After committing to legislation to protect workers tips and services in 2018, the law is now set to be put before parliament as part of a wider employment bill. Labour Markets Minister Paul Scully says “This will provide a boost to workers in pubs, cafes, and restaurants across the country, while reassuring customers their money is going to those who deserve it.”

Many say it’s long overdue, with stories of till shortages being deducted from tips at the end of the night, or staff being forced to hand over their tips to pay for accidental breakages being common amongst the hospitality teams we’ve spoken with recently.

But there’s a bigger issue. Whilst contactless and electronic services like Easytip and TiPJAR are slowly finding their way into venues, hospitality workers have seen their cash tips fall as customers pay by app or card. With the reduction cash payments – and less people carrying cash – staff are feeling the effects.

Speaking to i News in July, Will Campbell from the Ox Club in Leeds said he would walk away with as much as £400 a month in busy periods. Now, he might be lucky to get a fiver. “We still have service charge, which is taxed and added to our salaries, but cash tips have almost completely gone,” he told i. “We used to get about £250 on average a month – it’s split evenly between waiting staff and chefs. Now we get under a tenner. It’s a big cut to us. Hospitality is relatively low paid and we’re dependent on that extra cash. I don’t think people realise.”

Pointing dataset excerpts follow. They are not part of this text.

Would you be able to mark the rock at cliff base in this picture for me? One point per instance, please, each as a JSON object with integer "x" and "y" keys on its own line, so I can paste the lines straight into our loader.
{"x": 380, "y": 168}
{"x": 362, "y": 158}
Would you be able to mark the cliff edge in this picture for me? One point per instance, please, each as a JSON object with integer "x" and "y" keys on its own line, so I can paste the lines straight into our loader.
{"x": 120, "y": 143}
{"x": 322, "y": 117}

With more diners ordering and paying on their phones as a result of apps introduced during the pandemic, is it the case that customers are no longer seeing the value of ‘customer service’ in the way they did before? Is it time to increase the service charge, or introduce mandatory percentage tipping, similar to the model used in the US?

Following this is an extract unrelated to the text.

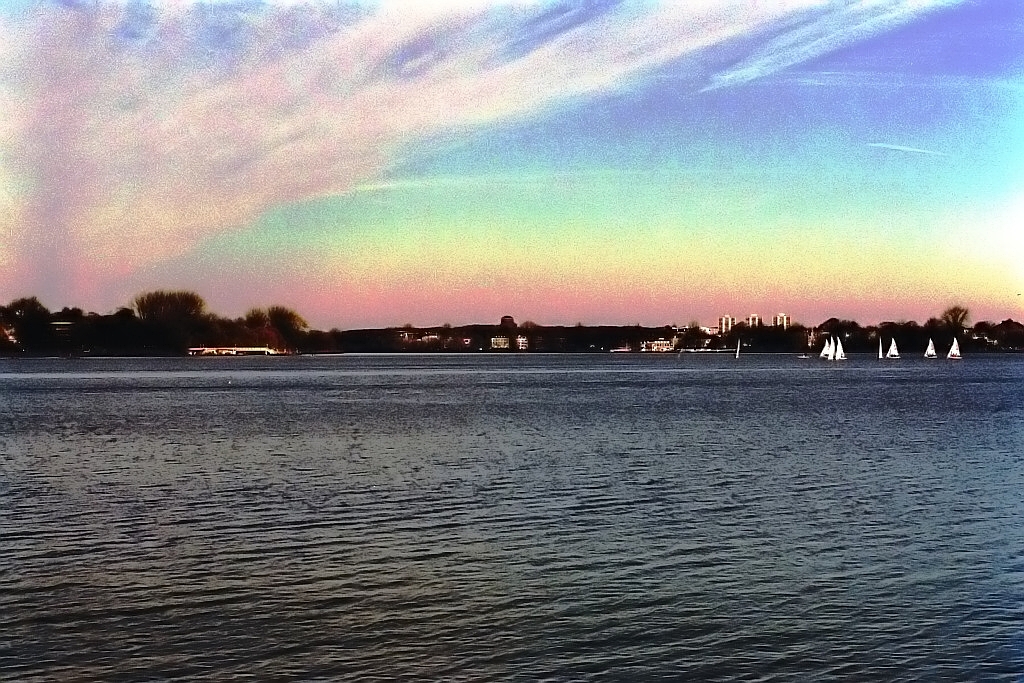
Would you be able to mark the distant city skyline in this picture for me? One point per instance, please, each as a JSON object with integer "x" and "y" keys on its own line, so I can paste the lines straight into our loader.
{"x": 372, "y": 164}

Michelin-starred restaurant Mana in Manchester have taken a different approach. They recently removed their service charge completely. Instead, they increased their tasting menu price to allow workers to be paid more as a salary, rather than relying on the varying generosity of their customers.

It’s a bold move, and many say Mana are brave to try it. “We don’t want to raise our food prices at The Ox Club and then lose covers, because that might hurt the business, and hurt jobs.” said Will. “We all care a lot about the restaurant doing well. Especially now when everything is so uncertain. Going cashless was probably always going to happen – more people are paying digitally now – but it’s more robotic, and we don’t want to lose what makes hospitality great, which is making people happy.”

So is technology the future? Built by hospitality workers for hospitality workers, and now also embraced by musicians and salons, TiPJAR empowers teams to receive and manage their tips via QR codes, NFC and contactless technology. Where staff prefer a collectivised approach, TiPJAR makes a physical terminal that drinkers can tap with a contactless card. Staff can see the bar’s tipping account and check they’re not being short-changed. Their HMRC-cleared system is designed to collect cashless tips transparently and easily, and they have processed over £800k in tips for their 135,000 users since their launch.

Its rival, EasyTip, also uses QR codes printed on customer receipts, but takes a 2.9% transaction fee, as well as allowing customers to leave feedback for the staff member of venue. “It allows staff to regain their earning power,” said its founder, Evgeniy Chuikov.

Perhaps combined with the forthcoming change in legislation, “tapping to tip” may become the new norm after all. We’d love to hear your thoughts!